Trying it with some sacrilegious videos playing on a monitor, the mane point is it falls apart when 2 humans are close together in a scene. There's a lot more noise in the positions. The accuracy is definitely worse than when tracking a single lion standing up. It would be constantly moving around like an unstabilized phone cam.
The windowing algorithm creates a lot of noise & causes the hits to move around even when the video is paused.
Normally, it only detects 1 of the 2 humans or it detects both humans as a single very noisy hit. It probably detects only 1 human when they're together & the hit oscillates between the 2 humans.
The most desirable horizontal body positions aren't detected at all. It's a bigger problem in practical video because most of the poses are horizontal.
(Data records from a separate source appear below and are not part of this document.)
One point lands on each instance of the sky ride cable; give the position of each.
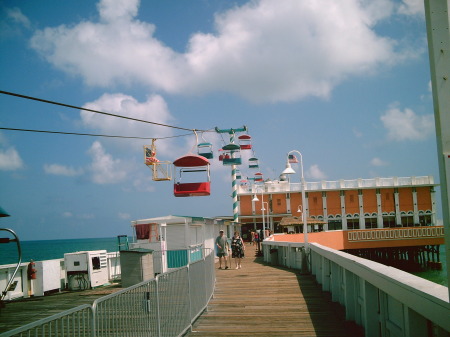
(91, 110)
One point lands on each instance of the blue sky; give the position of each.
(346, 83)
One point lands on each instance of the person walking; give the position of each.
(237, 249)
(222, 248)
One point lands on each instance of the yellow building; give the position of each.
(342, 204)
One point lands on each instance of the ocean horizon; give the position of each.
(40, 250)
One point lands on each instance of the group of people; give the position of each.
(237, 249)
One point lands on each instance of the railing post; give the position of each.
(158, 313)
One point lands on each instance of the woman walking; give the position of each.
(237, 249)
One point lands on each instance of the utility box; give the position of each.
(136, 266)
(86, 270)
(48, 278)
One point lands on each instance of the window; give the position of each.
(353, 224)
(334, 224)
(370, 223)
(388, 221)
(96, 263)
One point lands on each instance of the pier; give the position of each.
(337, 295)
(265, 300)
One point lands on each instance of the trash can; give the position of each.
(274, 257)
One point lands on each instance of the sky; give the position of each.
(346, 83)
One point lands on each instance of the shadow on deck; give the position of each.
(265, 300)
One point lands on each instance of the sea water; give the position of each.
(55, 249)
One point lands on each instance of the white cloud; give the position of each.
(314, 172)
(406, 125)
(154, 109)
(16, 15)
(266, 50)
(104, 168)
(378, 162)
(411, 7)
(124, 216)
(62, 170)
(10, 159)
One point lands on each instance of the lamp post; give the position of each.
(264, 223)
(263, 209)
(290, 170)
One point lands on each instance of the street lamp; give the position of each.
(264, 221)
(290, 170)
(262, 208)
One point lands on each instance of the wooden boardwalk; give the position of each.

Lowpass filtering & optical flow could suppress some of the noise, but the servos already provide a lot of lowpass filtering. The lion kingdom has long dreamed of running a high fidelity model at 1fps & scanning the other frames with optical flow. This would entail a 1 second lag for that high fidelity model. Every second, after getting an inference, it would have to use optical flow to fill in 1 second of frames to catch up to the present. It might be doable with low res images.
Face tracking might give better results, but it would lose the ability to center on the body.
The Intel Movidius is the only embedded neural engine still made. It's a lot more expensive than the equivalent amount of computing power 3 years ago, but that might be a fair price if computing power is permanently degraded.
The only useful benchmark lions could find showed it getting 12fps on an undisclosed efficientdet model. It can be implied from the words "up to 12fps" in his sales pitch that it's the fastest efficientdet model. That's 50% faster than the fastest efficientdet in software, not really enough to improve upon the quality seen.
All GPU systems are all or nothing. They can't split the work between the CPU & the GPU. They could allow a 2nd face detection model or optical flow to be run concurrently on the CPU. That would give more like a 250% increase.